The OIG recommended that the Chicago Police Department (CPD) civilianize 292 positions to save the City an estimated $6.4 to $16.6 million annually.
The report analyzed opportunities to civilianize certain positions in 30 separate CPD units, and found that at least 292 full-time positions of the 370 reviewed could be filled by civilians.
The 30 units reviewed were primarily non-law-enforcement units the OIG deemed likely to contain positions that could be civilianized. This assumption bore out in the analysis, as the OIG uncovered sworn law enforcement officers performing purely administrative tasks such as travel arrangement (Finance Division), data entry (Records Inquiry Section), nursing (Medical Services Section), graphic design (General Support Division), accounting (Bureau of Organized Crime), timekeeping (Office of the First Deputy Superintendent), and grant writing (Research and Development Division).
“Our review revealed that that the City has a variety of options for civilianizing these positions,” said Inspector General Joe Ferguson. “Doing so would not only save the City money, but it would also allow CPD to redeploy these and possibly other sworn officers to other high priority missions. Chicago taxpayers have invested heavily in ensuring that CPD officers receive specialized law enforcement training; using it to arrange travel or handle media requests doesn’t comport with best practices or common sense.”
Based on similar initiatives in other cities, the OIG used a series of questions to determine which positions within the non-enforcement units of CPD should be recommended for civilianization.

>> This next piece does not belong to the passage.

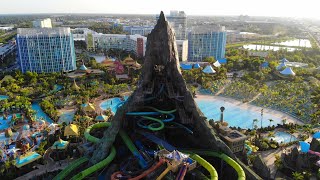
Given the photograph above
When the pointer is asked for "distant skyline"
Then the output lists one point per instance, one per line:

The OIG asked the following four questions for each position currently filled by a full-duty sworn officer:
1. Does the position require the exercise of law enforcement powers?
2. Are the skills, training, or experience of a sworn officer required to fulfill the duties of the position?
3. Would assigning sworn staff be helpful for other reasons?
4. Can the requirements of the position be fulfilled by a specially trained civilian?
If the answer to the first three questions was “no” and the answer to the fourth question was “yes”, the position was recommended for civilianization.
Depending on the replacement civilians’ salaries, the City could save an estimated 16 to 41 percent per position through civilianization (or $6.4 million to $16.6 million annually). Even if the replacement civilians were to receive the same salary as the sworn officers they replace, the City would achieve savings due to both the more generous fringe benefits that sworn officers receive, as well as the non-salary compensation provided to sworn officers.
“All told, the City spends nearly $1.8 billion on CPD operations, healthcare, and pension costs,” said Ferguson. “And few duties are as important to the City as providing public safety for its residents. Because of the importance of those duties, it is imperative that they be subject to scrutiny.”